CS: "Oh, so many things. It's a lot of pressure to perform this perfect show, and unlike a stage show or performance by your favorite singer, we don't get a dress rehearsal. It's one chance to show your work and if it isn't what you want it to be, it's too late."
"I also don't like it if people complain that the show is too long if it's more than 10 minutes. We work for months on a collection and it costs thousands of dollars, so I don't think it's that hard to sit through a show for 15 minutes to see something pretty."
SB: "There isn’t anything I don’t like about it. Hotels and old friends, the new young crowd, and all the models I have admired on pages. It’s just a very lively, beautiful time and memories."
How has the pandemic changed your view on fashion? Has it made you think differently before you make a purchase, or when it comes to your company and designs?
CS: "Oh, it has changed everything. It's almost too much to type because it really is just a different world now. It's not enough to just make clothes anymore. They need to mean something and maybe help change perceptions on what is cool or important. I think this has also taught us that designers are really needed because without the creators a lot else goes away. So we need to create and keep inspiration alive."
SB: "The pandemic has been such a shift. Of course. For myself, I look to what fashion will produce in this time. How isolation, and a greater appreciation for lasting, beautiful things, has been imprinted on me. We are, naturally, mortal, and the pandemic has only solidified in me what an important salve the fashion industry has always been to my emotions. It is wardrobe. It is armor. It is whimsy, and grace, and fun, and a representation of the designer. I dress up in a favorite Siriano or Chanel piece at home now. Why wait? I may never leave! So, it is like I am with these people in a way. More than ever it gives us a connection. Of beauty."
Do you think fashion week and the industry, in general, will be changing in the future, especially with how the world has changed over the past few months?
CS: "I think and hope it will change for the future. We need to celebrate, not judge so harshly. We are all out here just trying to live and survive and that is hard enough as we all have seen. So why judge something that should make us all feel great about ourselves? I hope that changes."
SB: "I think the more things change, we will be surprised at how fashion remains a constant. It isn’t frivolous. It is a language. And it may be a luxury. But it always has been."
Do you think we need as many shows or shows at all? What are your thoughts on seasonless fashion?
CS: "I think that yes, if a fashion designer wants to showcase their work with a show they should and not be judged so harshly for it. That's like telling an actor they don't need to be in movies, TV only. Fashion shows are our way to present our work. Just like an artist would in a gallery space, but ours has movement!"
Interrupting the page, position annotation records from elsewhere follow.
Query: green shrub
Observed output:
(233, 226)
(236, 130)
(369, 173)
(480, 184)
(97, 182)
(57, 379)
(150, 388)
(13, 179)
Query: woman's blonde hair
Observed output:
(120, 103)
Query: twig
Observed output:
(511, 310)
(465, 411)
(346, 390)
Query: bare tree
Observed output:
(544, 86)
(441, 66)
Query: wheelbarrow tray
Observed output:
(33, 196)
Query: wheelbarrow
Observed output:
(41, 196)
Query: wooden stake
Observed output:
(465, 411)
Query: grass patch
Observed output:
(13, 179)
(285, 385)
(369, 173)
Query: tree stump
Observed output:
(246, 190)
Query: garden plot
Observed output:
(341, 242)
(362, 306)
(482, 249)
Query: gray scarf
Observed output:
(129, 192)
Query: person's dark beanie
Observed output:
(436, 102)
SB: "Shows will always be a thrill. A dramatic way for the designer to showcase their world, and like all theatre, it may ebb and flow with the allowances of the time. I look forward to being able to cast my judgmental eye on many runways in the future. Haha!"
How do you think the celebrity and designer relationship will change in the coming year, with fewer red carpets, more digital events?
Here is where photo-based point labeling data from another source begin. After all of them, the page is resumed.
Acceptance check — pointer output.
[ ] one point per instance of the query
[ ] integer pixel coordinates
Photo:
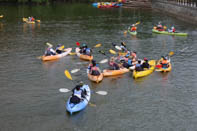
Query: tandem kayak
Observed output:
(29, 22)
(83, 57)
(55, 57)
(71, 107)
(96, 79)
(138, 74)
(115, 72)
(164, 69)
(132, 32)
(169, 33)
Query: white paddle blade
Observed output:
(101, 93)
(64, 90)
(75, 70)
(103, 61)
(118, 47)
CS: "I think that will change a lot, and I actually have no idea what will happen. But I think a home shoot can be just as fabulous as a red carpet. I do miss carpets and the drama of it all, so we just need to be creative moving forward. If my friend Selma doesn't want to leave her house, then I'll bring the fashion to her and that could be really exciting. Something new. Maybe it's driveway red carpet — how fabulous."
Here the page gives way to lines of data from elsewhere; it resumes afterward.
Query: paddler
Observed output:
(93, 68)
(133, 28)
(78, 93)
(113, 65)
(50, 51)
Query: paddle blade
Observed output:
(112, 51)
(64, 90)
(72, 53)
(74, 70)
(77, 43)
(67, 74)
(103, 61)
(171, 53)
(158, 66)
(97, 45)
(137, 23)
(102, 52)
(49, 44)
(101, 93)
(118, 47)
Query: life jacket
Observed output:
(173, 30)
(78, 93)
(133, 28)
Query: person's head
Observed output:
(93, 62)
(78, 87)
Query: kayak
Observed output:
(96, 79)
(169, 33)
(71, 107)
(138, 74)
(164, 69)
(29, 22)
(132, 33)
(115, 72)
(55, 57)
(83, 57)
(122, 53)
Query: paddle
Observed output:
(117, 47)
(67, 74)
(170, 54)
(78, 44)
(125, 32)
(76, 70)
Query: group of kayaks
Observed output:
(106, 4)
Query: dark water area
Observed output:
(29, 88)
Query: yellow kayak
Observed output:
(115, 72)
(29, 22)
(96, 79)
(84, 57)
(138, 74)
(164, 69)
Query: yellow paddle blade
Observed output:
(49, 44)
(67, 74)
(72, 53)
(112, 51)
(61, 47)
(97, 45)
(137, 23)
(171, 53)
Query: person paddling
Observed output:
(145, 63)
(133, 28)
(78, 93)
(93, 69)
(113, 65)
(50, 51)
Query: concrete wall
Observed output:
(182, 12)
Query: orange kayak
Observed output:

SB: "For now, as we all adopt a more private setting, we may grow more and more nostalgic for the Fashion Week glamour of pre-COVID, pre-recession status. But the charm of putting on a great Siriano gown or suit, that’s timeless. But tagging Siriano in a photo, it just isn’t the same as the whole show. I already miss it. Christian was my last show a few years back, where I walked. A dream. Just love. And fashion. It will always be transformative. I love it all so. Now I am going to put on a cape and a mask, a swimsuit, and my cane, accessorized for the monthly grocery run. Anything goes. It’s fashion. Week. Always. Now."